Arbat also has one of Stalin's 'Seven Sisters' now a 5 star Radisson hotel, popular with visiting celebrities. The Sisters are gothic architechtural masterpieces in Stalin's favoured style - one of the few remnants of his tyranical reign that modern Russia is proud of. Two of these 1920's style New York skyscrappers are government ministeries, two are 5 star hotels, two are expensive apartment blocks and perhaps the best one is Moscow State University.




The other valued inheritance from Stalin is the Moscow metro system, with the most staggeringly beautiful underground stations in the world. Not only are they stunning they're incredibly efficient and in the rush hour trains arrive every minute, carrying ten million Muscovites to work very day. It wasnt that Stalin had a vison of the twentyfirst century needs of Moscow - in the 1930's he suspected that war was coming to Europe, again, so he had them built, unnecessarily deep, because they were actually conceived as secret bomb shelters; one of which gave him an underground escape route from the Kremlin.




The Bolshoi theatre has been closed for extensive remodelling since 2005 and is set to reopen at the end of this month (September 2011) but it was still impossible to take a peek inside at what six years work has produced.

My hotel is 100 yards from Lubyanka square which is flanked by the dull yellow KGB (now FSB) buildings featured in hundreds of spy novels set in the Cold War era. A Soviet era Intourist guide told me that in those days it was a serious offence to name these building & any enquirer had to be told that they were just apartment buildings. The statue of the KGB's founder that originally stood in the centre of the square has been torn down & disposed of.

Red Square & the Kremlin are of course Moscow's biggest attraction. But the Kremlin isnt merely the seat of government its a 69-acre citadel and the site of Moscow's 12th century founding. The 1.5 miles of red brick wall, with watch towers at each corner, enclose a secure government compound, the Armory museum, three cathedrals, the Kremlin palace & the 1960's Palace of Congresses. It a treasure trove for lovers of glittering royal relics - Faberge eggs, crowns, robes, thrones, State coaches, the 190-carat Orlov diamond & weapons galore. There is also the world's largest bell (200 tons) that cracked before it it was ever rung & the intricately chisled 40 ton barrel of the Czar cannon with its ridiculously heavy 1 ton cannon balls that was never fired.

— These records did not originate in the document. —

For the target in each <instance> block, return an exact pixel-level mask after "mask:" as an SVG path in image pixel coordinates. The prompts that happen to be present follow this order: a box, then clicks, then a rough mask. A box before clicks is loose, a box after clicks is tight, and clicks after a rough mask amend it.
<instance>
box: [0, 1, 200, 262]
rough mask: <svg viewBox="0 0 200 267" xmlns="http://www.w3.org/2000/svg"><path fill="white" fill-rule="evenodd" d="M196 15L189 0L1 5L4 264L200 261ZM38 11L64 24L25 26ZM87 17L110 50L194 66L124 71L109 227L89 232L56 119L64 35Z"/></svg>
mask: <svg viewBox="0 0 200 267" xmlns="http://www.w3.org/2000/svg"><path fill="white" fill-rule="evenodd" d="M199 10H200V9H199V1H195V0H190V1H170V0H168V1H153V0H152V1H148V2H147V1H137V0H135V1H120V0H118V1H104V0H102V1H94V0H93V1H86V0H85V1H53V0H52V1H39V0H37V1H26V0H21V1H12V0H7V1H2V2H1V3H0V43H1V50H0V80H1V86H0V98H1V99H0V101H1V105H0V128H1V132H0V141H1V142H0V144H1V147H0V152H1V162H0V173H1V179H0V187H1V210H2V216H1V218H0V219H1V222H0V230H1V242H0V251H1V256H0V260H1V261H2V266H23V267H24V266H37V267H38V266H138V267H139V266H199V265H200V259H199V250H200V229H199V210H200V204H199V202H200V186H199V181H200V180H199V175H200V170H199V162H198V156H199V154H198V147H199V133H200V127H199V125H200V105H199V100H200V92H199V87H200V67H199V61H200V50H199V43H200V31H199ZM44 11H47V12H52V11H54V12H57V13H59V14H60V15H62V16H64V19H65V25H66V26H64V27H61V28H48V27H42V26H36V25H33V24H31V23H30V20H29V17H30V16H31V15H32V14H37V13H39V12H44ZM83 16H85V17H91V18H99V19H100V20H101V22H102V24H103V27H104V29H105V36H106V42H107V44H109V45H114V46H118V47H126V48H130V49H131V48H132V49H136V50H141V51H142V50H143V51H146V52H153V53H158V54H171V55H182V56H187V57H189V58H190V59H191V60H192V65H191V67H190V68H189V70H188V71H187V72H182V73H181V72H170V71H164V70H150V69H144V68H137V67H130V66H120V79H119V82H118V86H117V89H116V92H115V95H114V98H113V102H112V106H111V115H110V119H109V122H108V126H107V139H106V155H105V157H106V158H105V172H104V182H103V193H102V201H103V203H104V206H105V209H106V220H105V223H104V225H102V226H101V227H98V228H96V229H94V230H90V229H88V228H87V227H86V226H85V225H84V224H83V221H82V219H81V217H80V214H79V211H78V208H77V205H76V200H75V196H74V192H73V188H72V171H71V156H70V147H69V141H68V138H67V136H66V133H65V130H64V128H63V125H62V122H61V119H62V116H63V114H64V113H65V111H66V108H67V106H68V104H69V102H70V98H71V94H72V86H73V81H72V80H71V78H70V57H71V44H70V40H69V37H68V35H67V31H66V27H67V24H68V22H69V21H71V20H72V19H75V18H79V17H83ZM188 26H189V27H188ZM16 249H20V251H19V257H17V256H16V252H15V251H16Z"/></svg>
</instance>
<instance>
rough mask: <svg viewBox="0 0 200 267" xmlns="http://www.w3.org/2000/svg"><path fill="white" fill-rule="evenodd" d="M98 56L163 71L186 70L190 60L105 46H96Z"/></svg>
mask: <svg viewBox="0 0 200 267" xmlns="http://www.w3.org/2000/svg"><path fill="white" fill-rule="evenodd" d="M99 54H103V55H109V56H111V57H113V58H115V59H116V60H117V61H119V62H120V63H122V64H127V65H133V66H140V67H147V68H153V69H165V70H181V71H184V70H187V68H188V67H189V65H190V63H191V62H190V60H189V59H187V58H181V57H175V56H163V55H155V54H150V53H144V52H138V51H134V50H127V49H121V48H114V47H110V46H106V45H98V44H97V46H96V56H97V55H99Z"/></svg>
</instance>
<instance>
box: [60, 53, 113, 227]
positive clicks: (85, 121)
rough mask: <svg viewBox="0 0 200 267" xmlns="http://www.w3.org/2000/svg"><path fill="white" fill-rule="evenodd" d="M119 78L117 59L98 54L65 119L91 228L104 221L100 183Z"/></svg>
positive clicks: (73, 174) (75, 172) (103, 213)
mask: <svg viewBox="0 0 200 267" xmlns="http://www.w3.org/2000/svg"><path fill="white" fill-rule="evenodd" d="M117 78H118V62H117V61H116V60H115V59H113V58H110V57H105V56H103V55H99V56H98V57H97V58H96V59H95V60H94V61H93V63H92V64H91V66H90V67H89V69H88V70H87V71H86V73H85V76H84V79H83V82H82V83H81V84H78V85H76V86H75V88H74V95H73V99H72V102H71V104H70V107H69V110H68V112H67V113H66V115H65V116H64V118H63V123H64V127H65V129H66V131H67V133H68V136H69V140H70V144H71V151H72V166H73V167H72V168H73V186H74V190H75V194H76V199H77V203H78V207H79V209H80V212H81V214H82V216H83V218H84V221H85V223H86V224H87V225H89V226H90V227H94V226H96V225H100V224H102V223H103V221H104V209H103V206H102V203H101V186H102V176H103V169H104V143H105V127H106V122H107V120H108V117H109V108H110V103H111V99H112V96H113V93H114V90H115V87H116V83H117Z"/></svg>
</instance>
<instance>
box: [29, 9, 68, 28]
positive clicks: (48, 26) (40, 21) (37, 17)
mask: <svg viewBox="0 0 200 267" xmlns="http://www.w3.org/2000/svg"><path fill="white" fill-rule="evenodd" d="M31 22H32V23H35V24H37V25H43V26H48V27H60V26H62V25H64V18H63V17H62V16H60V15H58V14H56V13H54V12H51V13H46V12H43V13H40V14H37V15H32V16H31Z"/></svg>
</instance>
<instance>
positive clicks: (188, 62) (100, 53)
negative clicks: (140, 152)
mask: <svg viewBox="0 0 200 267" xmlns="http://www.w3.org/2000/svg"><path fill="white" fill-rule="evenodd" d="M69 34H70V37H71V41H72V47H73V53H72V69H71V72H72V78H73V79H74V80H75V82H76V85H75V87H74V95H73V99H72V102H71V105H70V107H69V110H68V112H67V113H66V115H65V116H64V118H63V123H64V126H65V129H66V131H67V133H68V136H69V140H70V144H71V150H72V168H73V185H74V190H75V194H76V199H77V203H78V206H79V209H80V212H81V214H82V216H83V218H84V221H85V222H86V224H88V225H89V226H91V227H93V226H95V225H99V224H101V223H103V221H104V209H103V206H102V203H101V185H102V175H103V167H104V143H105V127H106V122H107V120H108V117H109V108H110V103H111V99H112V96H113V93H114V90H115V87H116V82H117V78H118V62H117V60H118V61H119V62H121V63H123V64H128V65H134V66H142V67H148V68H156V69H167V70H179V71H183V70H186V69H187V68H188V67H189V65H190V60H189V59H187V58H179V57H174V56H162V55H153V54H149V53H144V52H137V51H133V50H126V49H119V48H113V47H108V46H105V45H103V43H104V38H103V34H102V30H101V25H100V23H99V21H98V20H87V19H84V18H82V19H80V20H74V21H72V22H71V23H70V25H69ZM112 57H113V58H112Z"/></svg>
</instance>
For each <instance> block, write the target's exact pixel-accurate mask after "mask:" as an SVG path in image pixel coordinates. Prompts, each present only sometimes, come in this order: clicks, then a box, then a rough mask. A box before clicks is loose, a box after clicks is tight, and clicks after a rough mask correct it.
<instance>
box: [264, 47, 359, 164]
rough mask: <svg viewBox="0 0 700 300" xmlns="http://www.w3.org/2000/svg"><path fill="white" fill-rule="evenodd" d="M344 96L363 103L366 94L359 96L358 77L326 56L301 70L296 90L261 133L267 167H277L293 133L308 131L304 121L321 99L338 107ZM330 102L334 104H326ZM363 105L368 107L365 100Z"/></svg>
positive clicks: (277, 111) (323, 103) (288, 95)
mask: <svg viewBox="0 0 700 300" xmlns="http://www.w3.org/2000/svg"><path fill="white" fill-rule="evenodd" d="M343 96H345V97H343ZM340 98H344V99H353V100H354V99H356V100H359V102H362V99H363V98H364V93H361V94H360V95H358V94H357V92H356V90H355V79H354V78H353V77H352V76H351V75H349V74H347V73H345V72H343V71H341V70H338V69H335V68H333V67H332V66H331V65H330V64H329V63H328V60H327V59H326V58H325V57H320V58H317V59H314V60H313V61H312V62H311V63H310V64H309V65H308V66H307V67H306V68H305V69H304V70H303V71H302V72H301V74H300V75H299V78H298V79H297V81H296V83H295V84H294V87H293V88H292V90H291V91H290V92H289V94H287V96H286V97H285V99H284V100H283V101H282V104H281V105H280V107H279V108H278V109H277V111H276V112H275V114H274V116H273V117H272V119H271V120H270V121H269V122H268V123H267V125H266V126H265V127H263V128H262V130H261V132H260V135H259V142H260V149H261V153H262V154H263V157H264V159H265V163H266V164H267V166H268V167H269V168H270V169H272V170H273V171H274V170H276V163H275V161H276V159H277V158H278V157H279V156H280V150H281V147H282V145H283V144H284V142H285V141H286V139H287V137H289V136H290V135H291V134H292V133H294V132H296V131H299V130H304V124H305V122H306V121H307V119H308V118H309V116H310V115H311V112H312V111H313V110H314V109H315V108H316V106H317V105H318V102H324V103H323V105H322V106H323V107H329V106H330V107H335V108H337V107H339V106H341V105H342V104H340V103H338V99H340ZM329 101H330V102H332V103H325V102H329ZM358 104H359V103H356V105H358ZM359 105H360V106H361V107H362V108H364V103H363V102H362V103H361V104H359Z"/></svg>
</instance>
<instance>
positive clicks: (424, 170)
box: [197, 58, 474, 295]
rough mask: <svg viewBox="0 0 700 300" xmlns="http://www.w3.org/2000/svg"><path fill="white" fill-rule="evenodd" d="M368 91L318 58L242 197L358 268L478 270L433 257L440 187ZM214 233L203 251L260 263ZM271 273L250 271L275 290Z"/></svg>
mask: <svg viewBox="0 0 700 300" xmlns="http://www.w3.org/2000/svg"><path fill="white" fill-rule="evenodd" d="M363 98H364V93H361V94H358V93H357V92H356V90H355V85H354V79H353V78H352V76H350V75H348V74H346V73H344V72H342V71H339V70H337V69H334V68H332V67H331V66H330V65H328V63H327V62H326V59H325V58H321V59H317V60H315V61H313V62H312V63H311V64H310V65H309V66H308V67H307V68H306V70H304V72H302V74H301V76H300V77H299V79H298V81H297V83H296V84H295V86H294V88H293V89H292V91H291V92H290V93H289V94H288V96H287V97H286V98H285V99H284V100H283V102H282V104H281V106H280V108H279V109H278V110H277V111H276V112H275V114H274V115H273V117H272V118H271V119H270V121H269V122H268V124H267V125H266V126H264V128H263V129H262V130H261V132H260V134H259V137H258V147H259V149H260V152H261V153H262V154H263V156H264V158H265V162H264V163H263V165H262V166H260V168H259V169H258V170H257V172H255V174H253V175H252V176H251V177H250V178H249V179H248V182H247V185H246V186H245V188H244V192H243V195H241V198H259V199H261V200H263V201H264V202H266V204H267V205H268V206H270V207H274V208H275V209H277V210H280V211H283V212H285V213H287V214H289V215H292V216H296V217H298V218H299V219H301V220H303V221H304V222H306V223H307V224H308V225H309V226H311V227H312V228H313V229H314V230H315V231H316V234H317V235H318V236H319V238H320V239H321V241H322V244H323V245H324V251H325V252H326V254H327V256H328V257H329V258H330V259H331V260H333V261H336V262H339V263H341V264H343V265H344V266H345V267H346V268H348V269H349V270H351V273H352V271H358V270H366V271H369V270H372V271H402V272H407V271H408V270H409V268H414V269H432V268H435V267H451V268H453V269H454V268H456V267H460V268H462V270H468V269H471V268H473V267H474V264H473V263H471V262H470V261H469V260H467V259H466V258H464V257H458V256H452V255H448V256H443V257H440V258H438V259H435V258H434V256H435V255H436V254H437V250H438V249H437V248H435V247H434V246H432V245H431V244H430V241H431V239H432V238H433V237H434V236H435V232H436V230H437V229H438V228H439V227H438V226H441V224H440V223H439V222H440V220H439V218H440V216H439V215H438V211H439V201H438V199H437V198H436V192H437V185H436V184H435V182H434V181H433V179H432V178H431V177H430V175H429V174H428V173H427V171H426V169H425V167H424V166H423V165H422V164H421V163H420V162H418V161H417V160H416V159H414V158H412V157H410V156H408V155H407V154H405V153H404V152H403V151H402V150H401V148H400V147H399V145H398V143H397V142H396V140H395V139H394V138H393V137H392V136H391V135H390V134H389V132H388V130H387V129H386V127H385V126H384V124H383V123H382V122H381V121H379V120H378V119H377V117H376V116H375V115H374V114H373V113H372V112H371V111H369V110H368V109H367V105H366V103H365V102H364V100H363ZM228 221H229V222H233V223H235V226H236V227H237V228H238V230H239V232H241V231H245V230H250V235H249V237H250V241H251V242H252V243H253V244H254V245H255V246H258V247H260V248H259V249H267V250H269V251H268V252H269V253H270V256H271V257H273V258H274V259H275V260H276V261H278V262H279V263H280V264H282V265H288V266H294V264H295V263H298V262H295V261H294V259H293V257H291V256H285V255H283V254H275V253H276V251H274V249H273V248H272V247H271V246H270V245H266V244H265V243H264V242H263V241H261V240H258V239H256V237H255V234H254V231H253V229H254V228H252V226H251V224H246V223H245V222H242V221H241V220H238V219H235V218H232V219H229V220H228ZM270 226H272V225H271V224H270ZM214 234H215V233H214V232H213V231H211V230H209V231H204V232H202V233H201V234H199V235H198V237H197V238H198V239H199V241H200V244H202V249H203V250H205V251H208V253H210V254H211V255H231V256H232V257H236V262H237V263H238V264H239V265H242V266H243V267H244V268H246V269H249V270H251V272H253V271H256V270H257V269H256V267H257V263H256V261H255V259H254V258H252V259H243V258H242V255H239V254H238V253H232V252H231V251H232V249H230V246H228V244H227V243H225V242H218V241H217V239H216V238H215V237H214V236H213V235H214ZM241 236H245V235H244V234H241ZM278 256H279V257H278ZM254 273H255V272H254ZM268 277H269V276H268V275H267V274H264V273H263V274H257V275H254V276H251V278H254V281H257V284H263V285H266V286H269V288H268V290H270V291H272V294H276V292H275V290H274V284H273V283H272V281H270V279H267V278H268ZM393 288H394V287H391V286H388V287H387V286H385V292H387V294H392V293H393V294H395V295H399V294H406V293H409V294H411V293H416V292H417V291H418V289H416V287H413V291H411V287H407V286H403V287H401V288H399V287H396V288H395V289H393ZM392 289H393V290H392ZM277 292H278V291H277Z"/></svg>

Just off Red Square is the imposing Cathedral of Christ the Saviour which looks like its been there for centuries. In fact Stalin had it blown up in 1935 because it spoilt the view from his Kremlin window. But, as part of the policy of undoing some of the excesses of the old Soviet era it has now been completely rebuilt & was only finished in 2000. Faced in gleaming marble and capped with classic gold onion domes it now sees a regular stream of Kremlin officials attending it on State & religious occasions - Stalin must be turning in his grave.